Issue Number: Vol. 4, No. 1
Year of Publication: 2014
Page Numbers: 1-16
Authors: Ashraf Gaffar
Journal Name: International Journal of New Computer Architectures and their Applications (IJNCAA)
- Hong Kong
DOI:  http://dx.doi.org/10.17781/p001


In the domain of Human Computer Interaction (HCI), the communication between humans and software is an ongoing challenge. On the one hand, humans have growing needs and expectations. On the other hand, software has more advanced features and functionalities. This dual complexity growth results in difficulty in interaction. User interface is the battleground where sophisticated cognitive demands need to be resolved between the user and the software for effective communication. When interaction involves big data retrieval, communication often takes the form of software displaying data, and users comprehending their meaning, then requesting more date, or requesting some processing to be applied on the displayed data.
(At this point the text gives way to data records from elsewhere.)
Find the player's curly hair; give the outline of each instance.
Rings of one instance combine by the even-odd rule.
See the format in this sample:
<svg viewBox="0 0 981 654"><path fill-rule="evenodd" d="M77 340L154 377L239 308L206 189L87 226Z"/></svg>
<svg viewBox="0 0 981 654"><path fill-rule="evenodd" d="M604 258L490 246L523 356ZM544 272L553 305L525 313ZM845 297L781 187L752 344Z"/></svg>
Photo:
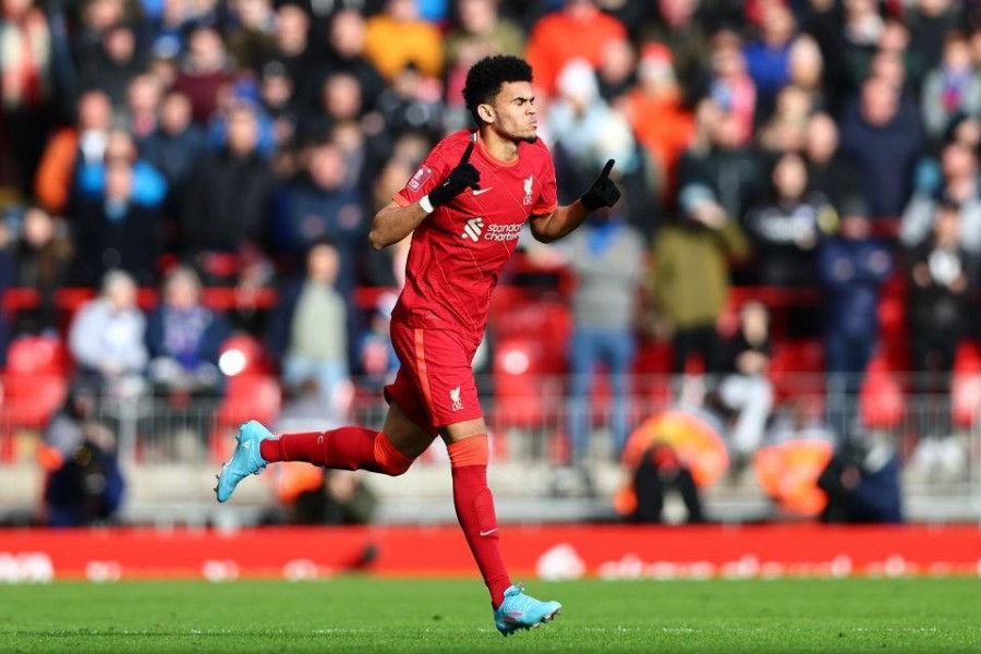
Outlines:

We explore two main issues of big data user interaction: Encoding and structure. First, data encoding is typically application-dependent, and has little value without its owner software. Similarly, data structuring will make all data items follow welldefined structure (e.g. tables) that preserves its meaning for software tools to manipulate. Structure is preferred as it allows for easy and accurate data processing, but the majority of valuable data is unstructured, heterogeneous sets of mixed contents (text, links, tables, graphics, audio, video, etc.). While great for human consumption, it is not scalable and does not lend itself readily to tools. We propose a new approach for “stand-alone” big data approach that has application-agnostic encoding using XML, and is also well structured for easy processing. We show a comprehensive process of creating and disseminating large amounts of data effectively with both syntax and semantic contents built-in and preserved, independent of any application used. We use text-based patterns as a case study to demonstrate the problem with big, heterogeneous, rich data and build a system to help its dissemination and assimilation process.